Daniel mengeluarkan ponsel pribadinya. Jari-jempolnya melayang di atas nomor Sarah. Ia ingin menelepon. Berteriak. Kunci pintunya! Masuk ke kamar! Jangan keluar!
Tapi ia berhenti. Apa yang akan ia katakan? “Sayang, seorang psikopat baru saja mengirimiku video pengintaian keluarga kita?” Itu hanya akan menimbulkan kepanikan. Itu adalah apa yang diinginkan oleh Sang Hakim.
Ia menelan ludahnya yang terasa pahit. Sebagai gantinya, ia menelepon nomor lain nomor kepala unit pengamanan internal.
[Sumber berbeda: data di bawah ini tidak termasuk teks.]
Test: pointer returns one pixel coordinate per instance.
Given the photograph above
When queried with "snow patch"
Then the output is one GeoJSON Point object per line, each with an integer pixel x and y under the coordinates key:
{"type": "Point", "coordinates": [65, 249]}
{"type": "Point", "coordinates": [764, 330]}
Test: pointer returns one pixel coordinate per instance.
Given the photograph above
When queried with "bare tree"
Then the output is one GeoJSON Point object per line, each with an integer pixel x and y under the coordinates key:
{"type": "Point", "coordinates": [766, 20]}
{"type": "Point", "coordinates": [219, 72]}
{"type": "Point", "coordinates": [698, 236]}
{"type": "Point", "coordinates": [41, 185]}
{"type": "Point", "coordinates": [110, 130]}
“Saya Daniel Tirtayasa,” katanya tanpa basa-basi. “Saya butuh satu tim pengawas tak terlihat di kediaman saya. Sekarang juga. Protokol ancaman langsung terhadap keluarga perwira. Rahasiakan sepenuhnya. Laksanakan.”
Ia menutup telepon sebelum sempat ada pertanyaan.
Ia kemudian menatap papan tulis, pada foto Antonius Malik yang sedang mereka awasi dengan begitu ketat. Sebuah tawa kering dan tanpa humor lolos dari bibirnya.
Umpan.
Antonius Malik adalah umpan yang salah arah. Sebuah pengalih perhatian yang dirancang dengan brilian. Ia teringat perdebatan sengit antara Dr. Maya dan Dr. Samuel. Keraguan logis Maya. Dan argumen Samuel yang lebih logis, yang mendorong mereka ke arah Malik.
Dia tidak hanya bermain catur, pikir Daniel. Dia merancang papan caturnya. Dan dia menggunakan logikaku sendiri untuk melawanku.
Sementara seluruh kekuatan Satgasus terfokus pada seekor ikan teri di Jakarta Timur, sang hiu sesungguhnya sedang berenang bebas di halaman depan rumahnya sendiri.
Panggilan telepon itu bukan hanya ejekan. Video ini bukan hanya ancaman. Keduanya adalah bagian dari sebuah pelajaran yang diberikan oleh Sang Hakim kepada sang Gembala.
Pesan itu sederhana: Aku bisa berada di mana saja. Aku bisa melihat apa saja. Saat kau sibuk memburuku, aku sudah berada di belakangmu, mengawasi domba-domba yang paling kau cintai.
Pertaruhan dalam permainan ini baru saja berubah. Ini bukan lagi soal keadilan untuk Lukas atau Riana Wulandari. Ini bukan lagi soal menghentikan korban berikutnya dari daftar 50 nama.
Kini, korban potensial berikutnya yang paling mungkin adalah istri dan anaknya sendiri. Dan Daniel tahu, Sang Hakim ingin ia tahu bahwa ia mengetahuinya.